The given information can be summarized as: 1. Converging nozzle with a low velocity at the inlet 2. Sonic velocity at the exit plane 3. The nozzle exit diameter is reduced by half while maintaining the same inlet temperature and pressure. Now, we will determine which of the given options is the correct interpretation of how the exit velocity of the nozzle will change.

Apply the mass flow rate conservation law

First, apply the mass flow rate conservation law, given as: \text{Mass flow rate} = \rho AV Where: - \(\rho\) denotes the fluid density - \(A\) denotes the cross-sectional area - \(V\) denotes fluid velocity Since the nozzle inlet conditions and the mass flow rate through the nozzle remain constant, the same mass flow rate must pass through the reduced nozzle exit diameter. We can write the mass flow rate equation at the entrance and exit of the nozzle as: \(\rho_1 A_1 V_1 = \rho_2 A_2 V_2\)

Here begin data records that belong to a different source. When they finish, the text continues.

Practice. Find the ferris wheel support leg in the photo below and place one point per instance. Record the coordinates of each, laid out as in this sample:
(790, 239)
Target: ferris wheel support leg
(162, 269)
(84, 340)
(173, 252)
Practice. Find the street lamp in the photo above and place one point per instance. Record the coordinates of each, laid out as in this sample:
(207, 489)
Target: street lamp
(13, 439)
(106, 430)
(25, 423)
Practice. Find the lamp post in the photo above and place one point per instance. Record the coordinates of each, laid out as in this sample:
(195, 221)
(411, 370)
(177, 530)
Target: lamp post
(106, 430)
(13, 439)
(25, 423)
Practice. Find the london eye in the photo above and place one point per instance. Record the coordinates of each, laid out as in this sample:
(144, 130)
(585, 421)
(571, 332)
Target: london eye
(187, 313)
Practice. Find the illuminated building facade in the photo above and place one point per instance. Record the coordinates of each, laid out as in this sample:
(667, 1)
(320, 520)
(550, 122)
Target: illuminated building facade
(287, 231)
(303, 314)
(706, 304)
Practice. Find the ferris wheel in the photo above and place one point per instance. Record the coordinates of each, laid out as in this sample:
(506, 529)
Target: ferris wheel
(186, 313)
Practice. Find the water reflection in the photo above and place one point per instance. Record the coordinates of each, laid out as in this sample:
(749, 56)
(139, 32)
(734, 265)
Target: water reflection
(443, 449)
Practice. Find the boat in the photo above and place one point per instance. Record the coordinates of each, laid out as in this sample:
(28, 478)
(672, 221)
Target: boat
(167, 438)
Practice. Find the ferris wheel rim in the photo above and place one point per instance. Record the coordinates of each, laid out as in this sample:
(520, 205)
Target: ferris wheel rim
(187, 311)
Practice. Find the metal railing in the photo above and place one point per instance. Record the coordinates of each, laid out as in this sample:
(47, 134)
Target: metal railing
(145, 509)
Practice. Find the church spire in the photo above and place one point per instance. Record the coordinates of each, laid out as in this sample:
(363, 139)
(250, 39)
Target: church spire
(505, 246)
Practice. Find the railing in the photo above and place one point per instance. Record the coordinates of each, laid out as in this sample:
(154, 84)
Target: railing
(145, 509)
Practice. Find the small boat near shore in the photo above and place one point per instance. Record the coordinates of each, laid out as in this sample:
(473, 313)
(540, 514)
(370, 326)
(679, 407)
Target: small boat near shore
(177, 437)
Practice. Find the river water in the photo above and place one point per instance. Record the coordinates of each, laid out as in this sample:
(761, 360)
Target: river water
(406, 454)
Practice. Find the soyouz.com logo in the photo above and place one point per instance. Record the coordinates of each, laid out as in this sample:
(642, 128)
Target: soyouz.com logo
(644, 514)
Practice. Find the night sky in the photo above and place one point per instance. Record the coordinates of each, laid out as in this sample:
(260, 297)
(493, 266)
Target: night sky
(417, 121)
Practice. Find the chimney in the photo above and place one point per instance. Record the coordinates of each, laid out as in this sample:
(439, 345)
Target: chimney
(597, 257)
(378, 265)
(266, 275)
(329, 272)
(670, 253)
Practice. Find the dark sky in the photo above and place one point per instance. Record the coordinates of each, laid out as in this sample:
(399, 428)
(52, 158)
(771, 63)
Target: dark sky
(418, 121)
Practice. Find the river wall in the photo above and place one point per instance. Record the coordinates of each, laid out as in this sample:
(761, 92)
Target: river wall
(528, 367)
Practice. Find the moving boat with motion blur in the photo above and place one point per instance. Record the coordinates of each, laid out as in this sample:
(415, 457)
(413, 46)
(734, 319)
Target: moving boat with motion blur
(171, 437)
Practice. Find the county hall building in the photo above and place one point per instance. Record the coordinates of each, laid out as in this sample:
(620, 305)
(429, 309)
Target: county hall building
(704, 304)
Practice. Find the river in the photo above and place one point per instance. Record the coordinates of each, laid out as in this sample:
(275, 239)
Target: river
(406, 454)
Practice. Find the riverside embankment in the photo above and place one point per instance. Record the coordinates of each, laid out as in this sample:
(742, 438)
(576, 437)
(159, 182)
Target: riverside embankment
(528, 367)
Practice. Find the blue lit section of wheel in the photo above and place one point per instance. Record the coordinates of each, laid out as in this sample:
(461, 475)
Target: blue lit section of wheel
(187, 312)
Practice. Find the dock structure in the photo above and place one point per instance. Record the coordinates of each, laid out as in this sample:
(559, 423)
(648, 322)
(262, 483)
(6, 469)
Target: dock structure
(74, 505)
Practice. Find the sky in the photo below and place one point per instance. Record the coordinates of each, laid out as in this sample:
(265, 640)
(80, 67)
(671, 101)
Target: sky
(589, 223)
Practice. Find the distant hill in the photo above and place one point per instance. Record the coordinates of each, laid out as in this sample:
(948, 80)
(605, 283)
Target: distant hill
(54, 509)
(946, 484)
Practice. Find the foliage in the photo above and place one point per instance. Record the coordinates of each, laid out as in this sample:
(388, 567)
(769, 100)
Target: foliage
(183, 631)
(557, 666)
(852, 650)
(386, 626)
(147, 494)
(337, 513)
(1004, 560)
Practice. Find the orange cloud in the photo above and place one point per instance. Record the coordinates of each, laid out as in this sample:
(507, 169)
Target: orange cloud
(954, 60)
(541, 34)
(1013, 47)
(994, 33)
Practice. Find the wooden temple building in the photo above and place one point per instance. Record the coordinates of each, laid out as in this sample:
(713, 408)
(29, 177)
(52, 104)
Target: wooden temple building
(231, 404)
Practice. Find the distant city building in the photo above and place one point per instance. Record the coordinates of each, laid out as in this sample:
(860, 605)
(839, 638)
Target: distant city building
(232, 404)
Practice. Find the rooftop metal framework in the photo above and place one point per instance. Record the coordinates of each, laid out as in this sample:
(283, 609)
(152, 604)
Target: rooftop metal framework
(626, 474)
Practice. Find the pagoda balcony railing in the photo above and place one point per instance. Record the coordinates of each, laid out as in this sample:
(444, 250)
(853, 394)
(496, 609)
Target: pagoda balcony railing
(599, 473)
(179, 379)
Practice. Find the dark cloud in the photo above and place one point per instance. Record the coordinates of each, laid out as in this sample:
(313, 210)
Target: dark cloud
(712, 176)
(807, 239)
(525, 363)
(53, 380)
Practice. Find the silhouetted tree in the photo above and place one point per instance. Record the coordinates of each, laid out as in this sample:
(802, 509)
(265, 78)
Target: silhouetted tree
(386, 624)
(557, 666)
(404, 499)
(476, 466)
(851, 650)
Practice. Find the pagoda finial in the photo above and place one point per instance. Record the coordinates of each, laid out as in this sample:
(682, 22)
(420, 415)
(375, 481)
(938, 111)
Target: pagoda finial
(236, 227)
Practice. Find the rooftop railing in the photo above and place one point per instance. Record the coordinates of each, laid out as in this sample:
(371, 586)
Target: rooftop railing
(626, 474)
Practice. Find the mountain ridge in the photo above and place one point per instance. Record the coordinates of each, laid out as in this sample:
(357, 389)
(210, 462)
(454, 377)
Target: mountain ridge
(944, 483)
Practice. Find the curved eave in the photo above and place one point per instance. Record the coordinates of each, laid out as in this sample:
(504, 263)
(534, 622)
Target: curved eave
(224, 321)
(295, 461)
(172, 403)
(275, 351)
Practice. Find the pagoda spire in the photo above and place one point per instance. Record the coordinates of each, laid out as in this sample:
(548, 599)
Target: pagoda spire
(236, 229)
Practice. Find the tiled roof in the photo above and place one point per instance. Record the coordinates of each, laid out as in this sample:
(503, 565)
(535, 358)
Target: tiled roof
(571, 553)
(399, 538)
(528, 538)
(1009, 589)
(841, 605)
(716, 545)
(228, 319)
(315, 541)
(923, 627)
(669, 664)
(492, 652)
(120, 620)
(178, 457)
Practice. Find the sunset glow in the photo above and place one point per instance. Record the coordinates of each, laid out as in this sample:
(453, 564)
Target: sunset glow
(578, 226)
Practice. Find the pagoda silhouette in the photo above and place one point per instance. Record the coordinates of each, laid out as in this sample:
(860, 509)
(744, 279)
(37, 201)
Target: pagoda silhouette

Calculate the change in cross-sectional area

As the diameter of the nozzle is reduced by half, the new cross-sectional area A at the exit plane is reduced by a factor of 4, because: New cross-sectional exit area = \(\dfrac{\pi (D/2)^2}{4}\) Where: - D is the initial diameter of the nozzle exit Now, since the exit plane is experiencing sonic conditions (Mach number = 1), we can use the isentropic flow relations to relate the density and cross-sectional area changes.

Isentropic flow relation for density and area

For an isentropic flow with Mach number = 1, the isentropic flow relation between the density ratio and the area is given as: \(\dfrac{\rho_2}{\rho_1} = \dfrac{A_1}{A_2}\) Since the cross-sectional area at the exit is reduced by a factor of 4, the new density is increased by a factor of 4: \(\rho_2 = 4\rho_1\)

Calculate the new exit velocity

Using the mass flow rate equation from Step 2 and the density and cross-sectional area relations from Steps 3 and 4, we can find the new exit velocity: \(\rho_1 A_1 V_1 = (4\rho_1) (\dfrac{A_1}{4}) V_2\) Solving for \(V_2\) (new exit velocity): \(V_2 = V_1\) From this analysis, we can conclude that the exit velocity of the converging nozzle will \((a)\) remain the same after the exit diameter is reduced by half.